Describing this intermediary as a courier, Ramani Ramachandran elaborated on their role in the process. They fulfill the transaction on the destination side and subsequently provide proof of completion, prompting the release of the corresponding funds. This system eliminates the need for locked liquidity on a bridge or semi-centralized platform, as all funds remain safely stored in intermediary wallets.
Adapt or perish
According to Chainlink co-founder Sergey Nazarov, achieving immediate cross-chain interoperability is not only beneficial for users but also crucial for the industry to establish its legitimacy by offering practical real-world applications.
In his keynote speech at KBW, Nazarov emphasized the importance of Web3 applications being able to effortlessly connect with all blockchains.
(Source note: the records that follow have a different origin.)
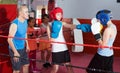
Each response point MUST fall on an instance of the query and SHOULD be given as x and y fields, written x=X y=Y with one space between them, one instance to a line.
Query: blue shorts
x=22 y=61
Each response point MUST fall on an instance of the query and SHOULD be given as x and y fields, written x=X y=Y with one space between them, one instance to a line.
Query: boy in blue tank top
x=17 y=49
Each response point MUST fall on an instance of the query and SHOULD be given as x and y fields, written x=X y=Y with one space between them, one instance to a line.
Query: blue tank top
x=20 y=33
x=106 y=51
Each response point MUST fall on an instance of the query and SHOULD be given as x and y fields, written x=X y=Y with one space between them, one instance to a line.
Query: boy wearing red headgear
x=60 y=53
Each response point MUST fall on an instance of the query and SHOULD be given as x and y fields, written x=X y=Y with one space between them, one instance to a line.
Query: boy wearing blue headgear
x=103 y=59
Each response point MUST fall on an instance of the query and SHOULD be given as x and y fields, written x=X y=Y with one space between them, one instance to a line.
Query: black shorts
x=60 y=57
x=101 y=62
x=22 y=61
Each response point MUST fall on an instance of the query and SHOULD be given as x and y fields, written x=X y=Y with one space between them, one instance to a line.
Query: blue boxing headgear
x=104 y=16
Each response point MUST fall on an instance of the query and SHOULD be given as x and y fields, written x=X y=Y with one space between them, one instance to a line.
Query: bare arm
x=27 y=46
x=106 y=36
x=48 y=31
x=71 y=26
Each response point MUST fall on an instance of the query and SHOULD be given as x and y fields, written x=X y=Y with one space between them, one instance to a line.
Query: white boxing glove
x=96 y=28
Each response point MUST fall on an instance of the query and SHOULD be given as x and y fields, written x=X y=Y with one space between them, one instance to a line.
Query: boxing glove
x=96 y=28
x=84 y=27
x=55 y=29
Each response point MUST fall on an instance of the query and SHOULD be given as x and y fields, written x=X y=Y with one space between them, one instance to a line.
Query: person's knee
x=16 y=71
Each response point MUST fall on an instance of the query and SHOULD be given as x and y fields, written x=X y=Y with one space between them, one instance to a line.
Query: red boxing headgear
x=54 y=11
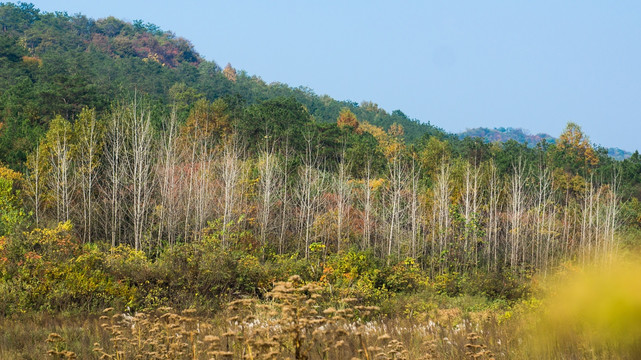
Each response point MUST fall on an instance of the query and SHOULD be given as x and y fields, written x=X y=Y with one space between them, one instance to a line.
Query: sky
x=535 y=65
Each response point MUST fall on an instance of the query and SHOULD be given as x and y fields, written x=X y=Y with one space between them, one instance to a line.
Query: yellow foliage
x=595 y=312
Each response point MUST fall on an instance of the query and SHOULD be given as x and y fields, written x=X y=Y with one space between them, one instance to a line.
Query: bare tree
x=139 y=161
x=230 y=172
x=268 y=169
x=35 y=180
x=115 y=175
x=170 y=179
x=89 y=144
x=343 y=198
x=58 y=144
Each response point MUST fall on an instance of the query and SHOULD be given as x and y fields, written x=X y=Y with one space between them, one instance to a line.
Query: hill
x=54 y=63
x=522 y=136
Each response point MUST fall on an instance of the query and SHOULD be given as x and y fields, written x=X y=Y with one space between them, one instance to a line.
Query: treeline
x=56 y=64
x=267 y=178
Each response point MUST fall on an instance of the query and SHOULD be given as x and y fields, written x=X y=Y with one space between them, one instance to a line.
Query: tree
x=575 y=151
x=58 y=146
x=230 y=73
x=346 y=118
x=88 y=141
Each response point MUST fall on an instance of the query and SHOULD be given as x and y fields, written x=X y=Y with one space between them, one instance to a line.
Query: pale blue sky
x=458 y=64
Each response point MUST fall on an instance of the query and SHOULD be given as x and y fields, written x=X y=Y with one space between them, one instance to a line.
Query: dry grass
x=292 y=325
x=578 y=321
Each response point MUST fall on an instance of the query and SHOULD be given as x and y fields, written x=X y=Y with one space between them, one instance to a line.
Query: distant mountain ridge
x=502 y=134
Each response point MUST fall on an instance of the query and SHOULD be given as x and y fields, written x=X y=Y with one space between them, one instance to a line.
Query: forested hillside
x=56 y=64
x=137 y=175
x=504 y=134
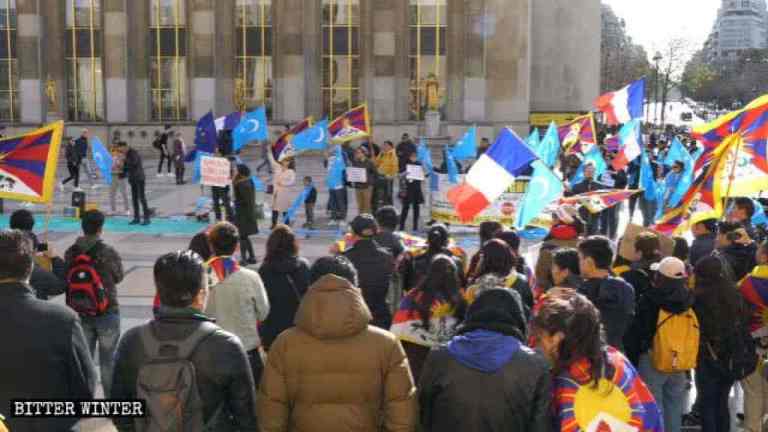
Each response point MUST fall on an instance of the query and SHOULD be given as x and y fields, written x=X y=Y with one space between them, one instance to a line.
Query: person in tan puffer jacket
x=333 y=371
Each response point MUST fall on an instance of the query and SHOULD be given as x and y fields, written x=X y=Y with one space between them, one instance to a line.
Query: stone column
x=385 y=31
x=565 y=65
x=32 y=105
x=224 y=65
x=509 y=63
x=202 y=26
x=478 y=28
x=138 y=39
x=53 y=51
x=115 y=58
x=296 y=84
x=455 y=56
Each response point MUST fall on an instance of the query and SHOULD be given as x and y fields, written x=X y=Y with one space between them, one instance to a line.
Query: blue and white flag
x=313 y=138
x=102 y=158
x=543 y=188
x=335 y=178
x=291 y=212
x=466 y=147
x=252 y=127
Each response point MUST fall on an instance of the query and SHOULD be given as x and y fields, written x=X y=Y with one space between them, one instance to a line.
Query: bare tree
x=675 y=54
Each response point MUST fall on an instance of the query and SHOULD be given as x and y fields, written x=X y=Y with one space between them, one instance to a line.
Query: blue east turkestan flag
x=335 y=176
x=543 y=188
x=252 y=127
x=314 y=138
x=102 y=158
x=466 y=147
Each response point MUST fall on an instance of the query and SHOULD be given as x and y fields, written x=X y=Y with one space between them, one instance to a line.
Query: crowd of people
x=383 y=336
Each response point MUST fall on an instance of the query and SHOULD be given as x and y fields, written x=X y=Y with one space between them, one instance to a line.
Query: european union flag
x=205 y=135
x=466 y=147
x=314 y=138
x=335 y=176
x=102 y=159
x=252 y=127
x=543 y=188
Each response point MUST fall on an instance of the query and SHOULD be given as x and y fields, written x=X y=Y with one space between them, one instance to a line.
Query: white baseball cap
x=670 y=267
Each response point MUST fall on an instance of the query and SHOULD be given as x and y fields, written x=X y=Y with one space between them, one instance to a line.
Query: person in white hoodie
x=238 y=300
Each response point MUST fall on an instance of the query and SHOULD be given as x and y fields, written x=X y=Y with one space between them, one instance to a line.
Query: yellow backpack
x=676 y=343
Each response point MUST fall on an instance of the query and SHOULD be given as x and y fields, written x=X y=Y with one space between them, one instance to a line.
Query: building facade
x=127 y=66
x=741 y=25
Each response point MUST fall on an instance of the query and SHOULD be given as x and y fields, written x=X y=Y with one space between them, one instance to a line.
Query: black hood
x=283 y=265
x=671 y=295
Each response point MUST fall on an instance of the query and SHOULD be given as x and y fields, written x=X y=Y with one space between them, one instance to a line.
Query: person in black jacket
x=609 y=218
x=613 y=297
x=286 y=278
x=486 y=379
x=374 y=266
x=588 y=185
x=45 y=282
x=224 y=378
x=669 y=292
x=44 y=352
x=737 y=248
x=134 y=170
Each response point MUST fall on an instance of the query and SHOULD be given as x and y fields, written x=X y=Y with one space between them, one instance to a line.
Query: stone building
x=127 y=67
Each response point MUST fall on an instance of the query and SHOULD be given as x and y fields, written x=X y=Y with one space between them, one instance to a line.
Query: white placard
x=215 y=171
x=414 y=172
x=357 y=175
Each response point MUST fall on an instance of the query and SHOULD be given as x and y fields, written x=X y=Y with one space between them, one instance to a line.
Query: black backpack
x=168 y=383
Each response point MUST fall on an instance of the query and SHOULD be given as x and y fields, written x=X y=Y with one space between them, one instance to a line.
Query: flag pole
x=732 y=175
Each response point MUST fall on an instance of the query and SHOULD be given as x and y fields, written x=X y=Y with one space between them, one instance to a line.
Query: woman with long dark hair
x=497 y=270
x=595 y=386
x=428 y=315
x=245 y=212
x=718 y=308
x=286 y=279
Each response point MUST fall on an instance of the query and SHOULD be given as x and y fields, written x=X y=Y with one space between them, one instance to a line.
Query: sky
x=652 y=22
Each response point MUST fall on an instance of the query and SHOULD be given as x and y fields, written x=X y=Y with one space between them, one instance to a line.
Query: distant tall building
x=741 y=25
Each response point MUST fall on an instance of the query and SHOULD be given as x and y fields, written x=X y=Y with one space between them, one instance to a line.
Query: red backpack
x=86 y=294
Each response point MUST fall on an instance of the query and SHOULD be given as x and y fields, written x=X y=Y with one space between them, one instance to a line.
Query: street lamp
x=656 y=59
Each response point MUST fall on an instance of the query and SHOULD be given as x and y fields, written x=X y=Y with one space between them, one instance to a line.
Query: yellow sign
x=543 y=119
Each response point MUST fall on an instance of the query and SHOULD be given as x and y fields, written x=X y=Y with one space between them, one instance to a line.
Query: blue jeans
x=105 y=330
x=668 y=389
x=714 y=389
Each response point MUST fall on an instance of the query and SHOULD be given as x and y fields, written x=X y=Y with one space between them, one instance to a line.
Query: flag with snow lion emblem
x=28 y=164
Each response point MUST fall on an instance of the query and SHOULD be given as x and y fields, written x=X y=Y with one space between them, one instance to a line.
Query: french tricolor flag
x=492 y=174
x=623 y=105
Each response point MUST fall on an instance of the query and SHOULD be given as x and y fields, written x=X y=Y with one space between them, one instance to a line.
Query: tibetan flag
x=353 y=124
x=754 y=288
x=286 y=137
x=314 y=138
x=623 y=105
x=598 y=201
x=491 y=175
x=252 y=127
x=28 y=164
x=408 y=326
x=544 y=188
x=102 y=158
x=578 y=136
x=630 y=148
x=466 y=147
x=749 y=127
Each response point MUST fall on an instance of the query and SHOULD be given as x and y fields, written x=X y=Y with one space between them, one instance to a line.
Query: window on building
x=85 y=92
x=9 y=100
x=427 y=20
x=341 y=56
x=168 y=70
x=253 y=62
He envisions a seamless user experience where individuals can confidently utilize applications across different chains without any worries or complications.
According to Sergey Nazarov, the concept of being confined to a single blockchain with its limited market and infrastructure is illogical, as it contradicts the principles of the internet.
Nazarov emphasized that the success of our industry relies on our ability to provide reliable systems that currently do not exist. He stressed that when users invest their value into an application, it should be securely and consistently accessible to them even if it moves to a different platform.
If we fail to meet this basic standard, Nazarov warned that our industry will be perceived as trivial or lacking direction.
Nazarov expressed his belief that the banking system will be instrumental in driving the adoption and utilization of Web3 to the next level due to the value they hold.
He highlighted the importance of finding a way to transfer the value from banks to blockchains. Nazarov stated that banks and the global financial system recognize the value of blockchain and digital assets. Chainlink is actively working on establishing connections between banks and public blockchains to enable the flow of value from banks to the public blockchain environment.
However, Nazarov identified two major obstacles hindering the connection between banks and blockchains: the lack of legal clarity on how they can connect and the absence of a technical process to facilitate this connection.
He emphasized that as more value enters our industry, we all stand to benefit.